Day 19 S/V Kaisei: Plastics Through the Lens

22 08 2009

Saturday, 22 August 2009
Lat: 38° 57’ N Lon: 140° 46’ W

Another Ghost Net, From Below

Another Ghost Net, From Below

As Sir Isaac Newton once said, “For every action there is an equal but opposite reaction.” As technology has progressed, over the past century, human beings have created incredible systems and tools that enhance our quality of life today. As we are seeing, with the amount of plastics suffocating our oceans, our efforts to enhance our lives has been short sighted and will ultimately diminish our quality of life and health.

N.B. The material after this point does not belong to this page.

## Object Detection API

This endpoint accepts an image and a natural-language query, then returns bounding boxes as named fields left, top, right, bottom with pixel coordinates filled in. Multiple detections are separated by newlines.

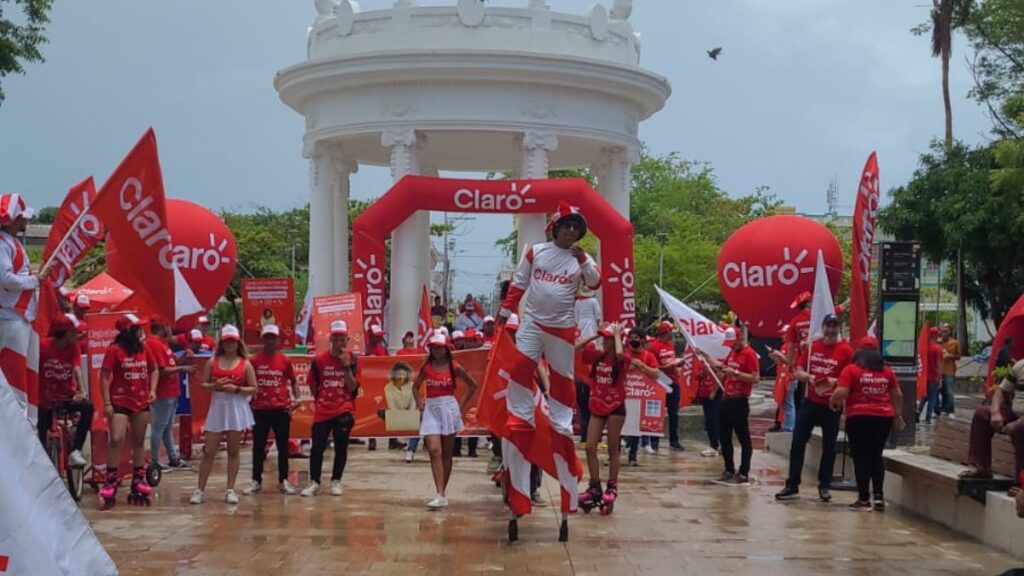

The truth, as I see it, is that nature is not as resilient as most people may think – it’s extremely fragile. As the damage we’ve made inevitably trickles throughout the food web, and affects human health, it is becoming obvious that we must set aside greed, business, and fear. Instead, we must collectively take immediate action towards restructuring our systems, until we reach a truly sustainable world. We are selfishly damaging the most important living system, our planet Earth.

There is something beautiful about the great expanse of the open ocean. When you start to fill this wild beauty with plastic, the beauty is no more. I am a realist, and I don’t usually believe much unless I have evidence. Prior to this trip I wasn’t convinced that fish, turtles, sharks, and sea jellies were being affected by marine debris. I knew that sea birds were dying every day, but having the opportunity to join this voyage has opened up my mind to the grim possibility that, without immediate action, it may be too late.

Technically, we’re not sure that plastics have entered the food web, to where we may be consuming it. It is known that dozens of invasive, manmade chemicals are found in human bodies; but we need harder evidence to prove the same correlation to marine debris. Either way the amount of tiny pieces of plastics, found in the science experiments, is astonishing. At this point I’ll be surprised if it is not in the seafood we buy at the grocery store and eat in restaurants.

Being the underwater cameraman on this project, I have been up close and personal with the plastics and the marine life that is living on and amongst it. It sucks!

Either we educate the world to clean it up or we address the problem where it begins – plastic production and products. I think the best answer is to attack this on all fronts. This is no small matter – it might kill us. You can bet it will at least kill a lot of animals.

Troy on the Bow

Troy on the Bow

– Troy Brajkovich, Underwater Videographer/Photographer for Project Kaisei




One response

27 08 2009
alexandra merrill

Thanks, Troy, for this clear and concise summary.
I’ve been following this with great interest, respect and admiration.